Veronica Mahaffey was looking for a clean break. What she found…
"I lost 12 pounds in the first week," Mahaffey told Ivanhoe.
It's the first time in her life she ever lost so much weight so fast.
"I was just on no carbs, diet pills, I hate those. South beach, Optifast did that," Mahaffey recalled. At her heaviest she weighed 215 pounds.
"Being overweight, and being shut in your house because of it, is a real barrier,“ Mahaffey said.
Veronica became one of the first to take part in the pose clinical trial at UC San Diego.
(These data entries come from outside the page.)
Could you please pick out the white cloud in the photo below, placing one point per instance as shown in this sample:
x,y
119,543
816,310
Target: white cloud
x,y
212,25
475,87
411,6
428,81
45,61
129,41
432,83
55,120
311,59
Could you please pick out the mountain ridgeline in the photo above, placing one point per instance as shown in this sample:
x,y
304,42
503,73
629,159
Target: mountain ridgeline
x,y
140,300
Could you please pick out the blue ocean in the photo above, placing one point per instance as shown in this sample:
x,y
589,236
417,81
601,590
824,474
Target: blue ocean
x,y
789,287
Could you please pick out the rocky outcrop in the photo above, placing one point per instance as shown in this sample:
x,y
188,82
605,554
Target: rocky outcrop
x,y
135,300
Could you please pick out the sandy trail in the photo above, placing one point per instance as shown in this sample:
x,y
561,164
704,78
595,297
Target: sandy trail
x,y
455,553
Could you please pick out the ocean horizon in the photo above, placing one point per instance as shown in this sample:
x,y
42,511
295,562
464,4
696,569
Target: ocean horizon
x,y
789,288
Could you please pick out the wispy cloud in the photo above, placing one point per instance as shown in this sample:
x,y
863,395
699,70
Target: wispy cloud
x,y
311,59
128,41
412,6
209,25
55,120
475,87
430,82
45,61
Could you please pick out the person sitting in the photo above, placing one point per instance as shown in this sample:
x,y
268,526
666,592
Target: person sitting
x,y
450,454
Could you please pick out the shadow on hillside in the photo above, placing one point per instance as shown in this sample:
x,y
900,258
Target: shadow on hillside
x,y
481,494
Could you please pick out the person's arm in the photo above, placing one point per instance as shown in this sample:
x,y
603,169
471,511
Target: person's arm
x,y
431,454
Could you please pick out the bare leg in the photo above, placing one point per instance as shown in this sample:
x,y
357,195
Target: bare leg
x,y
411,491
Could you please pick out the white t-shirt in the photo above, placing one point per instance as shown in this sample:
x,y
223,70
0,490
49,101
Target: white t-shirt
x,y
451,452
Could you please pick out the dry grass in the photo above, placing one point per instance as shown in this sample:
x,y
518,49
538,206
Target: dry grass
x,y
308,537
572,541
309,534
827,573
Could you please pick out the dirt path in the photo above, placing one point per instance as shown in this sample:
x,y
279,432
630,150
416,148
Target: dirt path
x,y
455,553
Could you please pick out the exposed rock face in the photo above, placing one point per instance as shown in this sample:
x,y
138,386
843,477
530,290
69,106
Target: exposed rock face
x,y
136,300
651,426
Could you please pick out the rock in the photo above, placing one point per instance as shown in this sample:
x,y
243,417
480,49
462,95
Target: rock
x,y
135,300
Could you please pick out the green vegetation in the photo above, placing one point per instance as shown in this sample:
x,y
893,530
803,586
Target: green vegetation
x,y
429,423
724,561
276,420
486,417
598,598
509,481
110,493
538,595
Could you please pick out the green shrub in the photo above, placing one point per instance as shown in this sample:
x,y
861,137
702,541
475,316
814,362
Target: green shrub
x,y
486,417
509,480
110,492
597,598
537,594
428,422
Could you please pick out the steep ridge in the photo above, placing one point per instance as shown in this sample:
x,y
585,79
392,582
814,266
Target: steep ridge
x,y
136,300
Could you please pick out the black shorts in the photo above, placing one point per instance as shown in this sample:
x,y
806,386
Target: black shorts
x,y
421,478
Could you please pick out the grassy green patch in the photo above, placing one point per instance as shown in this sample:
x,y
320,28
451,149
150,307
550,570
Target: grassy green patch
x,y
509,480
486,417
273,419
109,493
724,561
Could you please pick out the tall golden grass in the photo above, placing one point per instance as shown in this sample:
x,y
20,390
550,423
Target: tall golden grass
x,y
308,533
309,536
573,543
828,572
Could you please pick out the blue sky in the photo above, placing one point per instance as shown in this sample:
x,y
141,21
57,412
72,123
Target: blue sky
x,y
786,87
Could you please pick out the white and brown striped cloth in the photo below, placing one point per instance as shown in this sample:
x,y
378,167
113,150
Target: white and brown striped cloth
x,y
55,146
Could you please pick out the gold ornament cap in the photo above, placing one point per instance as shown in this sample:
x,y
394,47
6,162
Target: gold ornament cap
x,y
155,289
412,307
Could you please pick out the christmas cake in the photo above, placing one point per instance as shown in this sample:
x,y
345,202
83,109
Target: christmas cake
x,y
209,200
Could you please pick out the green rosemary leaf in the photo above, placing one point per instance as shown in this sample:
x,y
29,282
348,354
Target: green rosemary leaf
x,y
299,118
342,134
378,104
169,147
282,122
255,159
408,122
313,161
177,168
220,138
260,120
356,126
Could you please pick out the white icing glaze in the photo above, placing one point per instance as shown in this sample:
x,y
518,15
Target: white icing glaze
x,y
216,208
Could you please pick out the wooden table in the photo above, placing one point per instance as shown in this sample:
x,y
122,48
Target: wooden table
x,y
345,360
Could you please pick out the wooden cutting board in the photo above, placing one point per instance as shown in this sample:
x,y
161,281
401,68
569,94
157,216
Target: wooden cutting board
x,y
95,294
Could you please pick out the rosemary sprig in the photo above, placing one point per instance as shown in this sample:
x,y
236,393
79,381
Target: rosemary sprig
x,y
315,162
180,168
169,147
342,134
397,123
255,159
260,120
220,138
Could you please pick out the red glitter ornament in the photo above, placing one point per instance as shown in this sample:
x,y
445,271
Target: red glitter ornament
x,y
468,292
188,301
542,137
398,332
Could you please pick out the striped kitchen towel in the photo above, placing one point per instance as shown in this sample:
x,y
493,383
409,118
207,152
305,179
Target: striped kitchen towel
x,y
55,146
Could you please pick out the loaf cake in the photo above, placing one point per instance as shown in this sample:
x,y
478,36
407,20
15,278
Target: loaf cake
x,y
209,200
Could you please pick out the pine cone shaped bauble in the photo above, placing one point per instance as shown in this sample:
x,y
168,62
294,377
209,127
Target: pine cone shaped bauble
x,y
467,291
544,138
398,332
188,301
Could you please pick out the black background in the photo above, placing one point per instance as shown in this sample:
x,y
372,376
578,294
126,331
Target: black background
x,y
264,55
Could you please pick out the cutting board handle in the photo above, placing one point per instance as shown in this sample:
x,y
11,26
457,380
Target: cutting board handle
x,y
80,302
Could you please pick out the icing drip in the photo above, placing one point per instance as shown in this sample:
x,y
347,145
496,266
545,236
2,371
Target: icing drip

The idea behind it is similar to other weight loss surgeries such as the lap band. It makes the stomach smaller, so patients feel full. But the difference with this procedure…
"This surgery can be done completely endoscopically,“ Garth Jacobsen, M.D., assistant professor of surgery division of minimally invasive surgery, at UC San Diego explained. “That's down the mouth without any incisions at all."
Minimally invasive surgeon Garth Jacobsen threads the endoscope down the throat and into the stomach. He then sutures the top part of the stomach shut, making it smaller by about one-third.
"We're taking the part of the stomach that stretches the most and eliminating the ability of it to stretch,“ Dr. Jacobsen explained.
The pose procedure is first being tested on patients who need to lose 30 to 50 pounds, have a BMI of 28 to 33 and have a history of being overweight or obese for two or more years.
Veronica went home the next day, but her diet was strict.
"I can eat three bites, and then I'm done,“ Mahaffey recalled.
At 145 pounds, Veronica is happy with her weight, which has impacted the entire family.
"Happy mom, happy kids, happy everybody," Mahaffey said.
And she hopes to keep adding up the weight lost.
While doctors hope the sutures will hold for a lifetime, re-stretching is possible and long-term outcomes are not yet known.